Just then my copy of Das Capital was surely vibrating on the shelf illuminated by a mysterious light from above, beckoning me to jump on a table, grab all the rolls, and scream, “Bread for the masses! Workers of the world unite!”

Then Bourdain was introduced.

He spoke for what seems now an indistinguishable amount of time about food and travel, of course, but what I remember most was how excited he was about an upcoming episode of Parts Unknown set in Honk Kong, where he’d be working with one of his heroes —  cinematographer Christopher Doyle. It turned out to be one of the last episodes he would complete. At the end of the event, I went over and said hello. It was late and he looked exhausted. He signed my book to Hobo Drifter, as I requested. I asked if he would go back to Iran again now that Trump had pulled out of the nuclear deal  —  he perked up and said he definitely would. We took a picture; I thanked him and left. That was May 9. He died less than a month later.

I can’t shake the feeling that there was something utterly disturbing about that night. Having Bourdain at that event felt oddly out of place, like Joe Strummer singing at Buckingham Palace or Che Guevara shaking hands at Davos  —  a sort of time paradox. Given Doc Brown’s presence, one can’t rule out a shoddy flux capacitor.
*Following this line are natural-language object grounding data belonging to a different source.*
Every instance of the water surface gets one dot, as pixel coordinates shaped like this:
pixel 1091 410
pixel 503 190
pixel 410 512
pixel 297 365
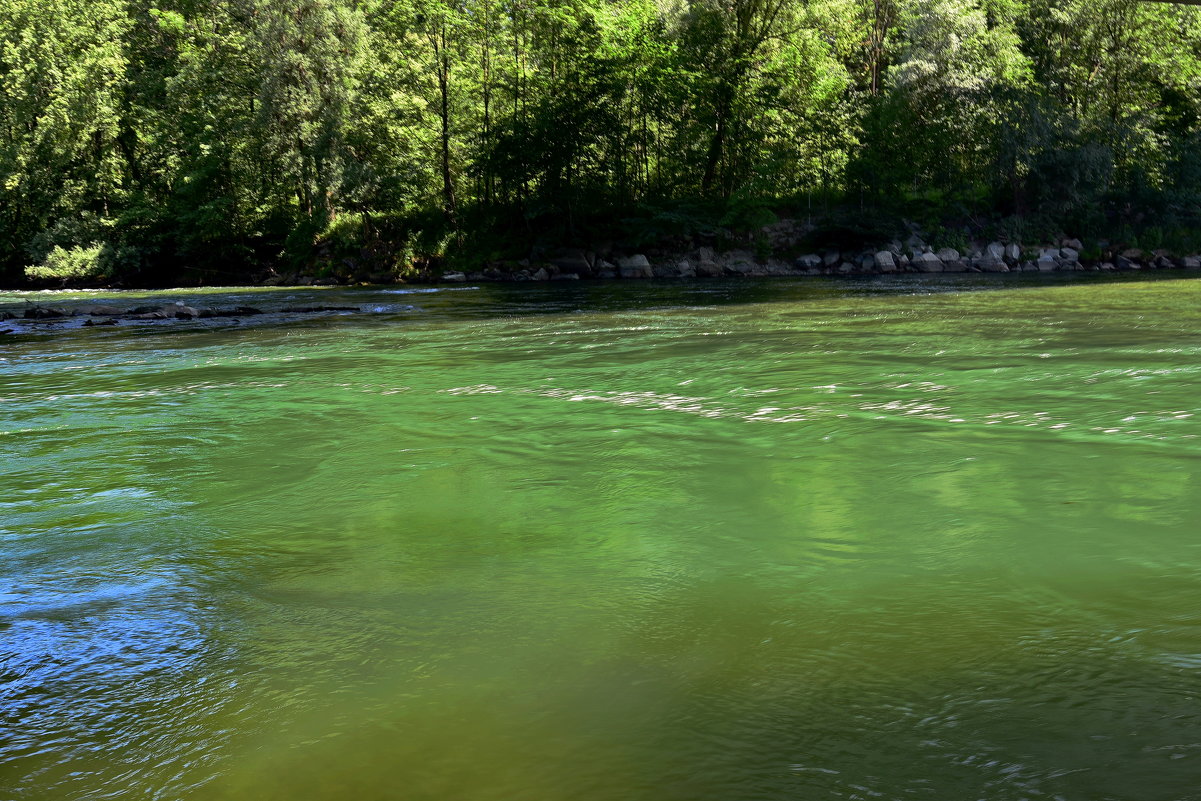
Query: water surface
pixel 780 539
In my Media & Politics class at SBCC, the goal is for students to think critically, to seek out good journalism and scrutinize it for insight into the world. On the last day of class I told my students about the fundraiser and asked them how they would choose to organize a society  — whether it makes sense to design a system where the education of underprivileged kids depends on the spontaneous gifts of privileged adults at dinner parties with celebrity guests. Despite my theatrics, the students in the room were not the obstacles to an equitable education but more likely its victims.

What I’ll miss most about Bourdain are sensibilities only the best journalists possess  —  an unyielding willingness to be outraged at injustice and an ability to observe everywhere the tidal regularity of human life. Tom Waits once described Bob Dylan’s writing, calling each song a universe with its own orbit, with peaks and valleys that would take a lifetime to explore. That, I believe, is the best way to describe Bourdain’s own prolific legacy. He composed, in each of his works, a world to be explored, one that will be mined for gems and rubies, precious and rare glimpses of light, to be unearthed by the handful in cities around the world.

There are gems to be unearthed in our own city. Genuinely equitable education is a great place to start.